In [58]:
import os
import sys
import pandas as pd
import argparse
from datetime import datetime, timedelta
import pathlib

# 新增：將上一層目錄加入 sys.path
parent_path = pathlib.Path().absolute().parent
sys.path.insert(0, str(parent_path))
# Setup Django environment
os.environ.setdefault('DJANGO_SETTINGS_MODULE', 'website_configs.settings')
import django
django.setup()
# 重要：設定環境變數以允許在 Jupyter 的異步環境中執行同步操作
os.environ["DJANGO_ALLOW_ASYNC_UNSAFE"] = "true"

# Now we can import Django models
from app_user_keyword_db.models import NewsData

# Django ORM CRUD Operations Tutorial

CRUD stands for Create, Read, Update, and Delete - the four basic operations for database management systems.

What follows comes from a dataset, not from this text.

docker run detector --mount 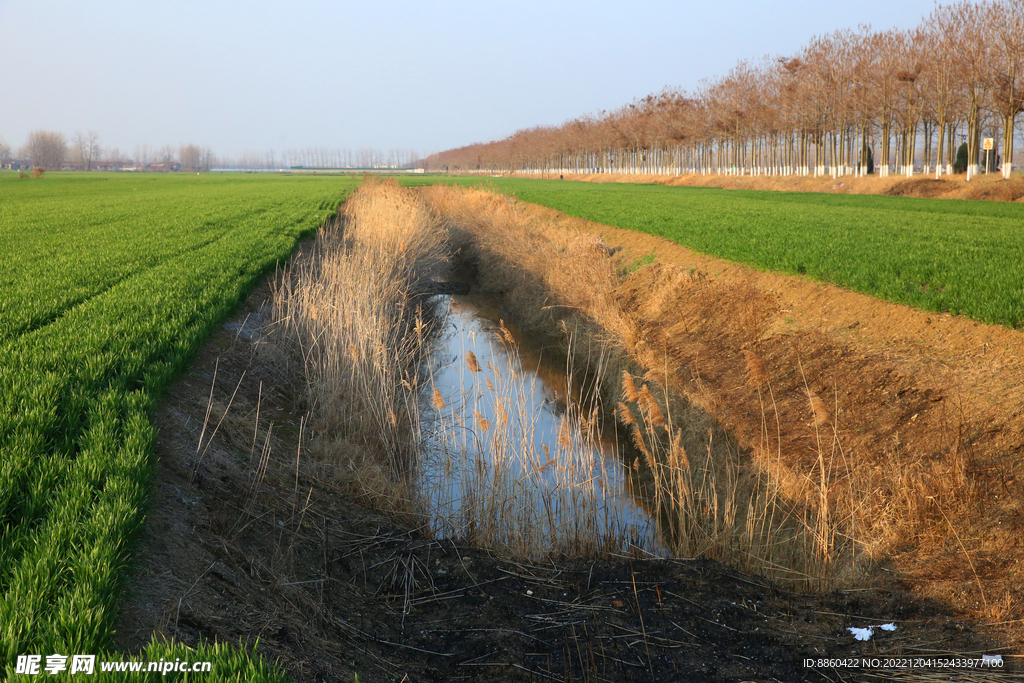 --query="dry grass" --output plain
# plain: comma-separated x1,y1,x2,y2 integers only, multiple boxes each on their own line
273,181,449,513
422,186,849,587
274,182,969,588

In this tutorial, we'll explore how to perform these operations using Django ORM with the NewsData model.

## NewsData Model Structure

Let's first examine the structure of our NewsData model to understand its fields.

In [10]:
# Inspect the NewsData model fields
print('NewsData Model Fields:')
for field in NewsData._meta.get_fields():
    print(f'- {field.name}: {field.get_internal_type()}')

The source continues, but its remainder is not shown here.